Many try to define the recent wave of terror attacks “not Islam.” That would demand classifying the Muslim Brotherhood, Hamas, Hezbollah, Islamic Jihad, Shabab, Boko Haram, Al Qaida, Taliban, ISIS and the Ayatollahs as “not Islam.” Almost all the terror attacks have been accompanied by shouts of “Allah Akhbar.”

One could say that there is a difference between “moderate” Islam and “extremist” Islam. That is a legitimate discussion. There are certainly different streams within Christianity and Judaism. Some would say that moderate Islam is the “real” Islam with the extremists as a perversion; others would say just the opposite, that the extremists are the “real” Islam with the moderates a watered-down version.

Radicalization

In any case, a moderate Muslim community is necessary in most situations in order for the extremist elements to take root. The pattern is normally:

  1. Moderate Islamic community, then
  2. Extremist Islamic indoctrination, then
  3. Terrorist attacks.

Terrorism must be preceded by extremist indoctrination; extremist indoctrination must be preceded by a moderate community.

Some moderate Muslims fiercely oppose Islamic radicalism. Let’s call them: Adversaries.

Some moderate Muslims openly favor Islamic radicalism: Let’s call them Advocates.

Many moderates are being used and abused by Islamic radicalism: Let’s call them Victims.

All three types of moderates, Adversaries, Advocates and Victims, whether they mean to or not, will end up being manipulated by the radicals; unless strong educational, legal and security measures are taken.

The measures against terror must be the same for groups from any background. There are a few small Jewish groups in Israel that advocate terror activity; they must be and are treated as illegal by the Israeli government. Any group advocating terror is criminal. However, were we to count all the terrorist activity from Buddhist, Hindu, Christian or Jewish groups in the last ten years, I doubt we would arrive at 1% of what is perpetrated by Islamic extremists.

The Issue

Some have said that the problem with the terror attacks is the lack of gun control. Gun control may be a factor, but if that were the root of the problem, then Twin Towers attack would have been a problem of pilot licensing; and the current wave of knife attacks and beheadings would be a problem of kitchen utensils.
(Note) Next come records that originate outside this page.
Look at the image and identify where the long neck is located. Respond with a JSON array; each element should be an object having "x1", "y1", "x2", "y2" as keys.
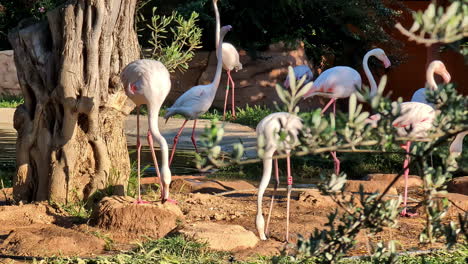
[
  {"x1": 148, "y1": 104, "x2": 169, "y2": 171},
  {"x1": 213, "y1": 1, "x2": 221, "y2": 49},
  {"x1": 211, "y1": 30, "x2": 226, "y2": 90},
  {"x1": 450, "y1": 131, "x2": 468, "y2": 153},
  {"x1": 362, "y1": 52, "x2": 377, "y2": 97},
  {"x1": 426, "y1": 65, "x2": 437, "y2": 90}
]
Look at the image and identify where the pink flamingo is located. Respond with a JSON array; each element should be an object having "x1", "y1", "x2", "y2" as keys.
[
  {"x1": 255, "y1": 112, "x2": 302, "y2": 241},
  {"x1": 411, "y1": 60, "x2": 451, "y2": 106},
  {"x1": 120, "y1": 60, "x2": 175, "y2": 204},
  {"x1": 164, "y1": 26, "x2": 232, "y2": 165},
  {"x1": 304, "y1": 48, "x2": 391, "y2": 175},
  {"x1": 368, "y1": 60, "x2": 452, "y2": 216},
  {"x1": 213, "y1": 0, "x2": 242, "y2": 120}
]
The recent video clip, showing the young girls trying to become Shaheed-martyrs, highlights the dilemma for security forces. The policy is simple: an attacker should be killed only when representing a threat to other lives. The application of that rule can be complicated.

In Israel we have terrorist attacks every single day. Last week there was an attack 100 meters from our grandchildren’s kindergarten; then within one hour at the highway junction leading to one of our children’s home. The young girls in the video had just moments before stabbed an innocent Arab man in the neck. One of the two was killed and the other only injured before being taken into custody.

Martyrdom

Many videos show seemingly normal people, including women and teenagers, pulling out knives suddenly and stabbing security guards without any immediate provocation. The point of the video about the young girls was that they had only one goal: to become martyrs. In another incident recently, a terrorist killed 3 people and then was captured alive. He wept because he had failed to cause himself to be killed as a martyr. There was no remorse for murder; just remorse that he didn’t achieve Jihad paradise.

A common theme behind all Jihad and terror activity is the hatred of Israel. It may well be that the California attack was prompted by the arguments of a Christian “Messianic Jew” who defended both his faith in Yeshua (Jesus) as Messiah and his support of the nation of Israel. He was the real martyr.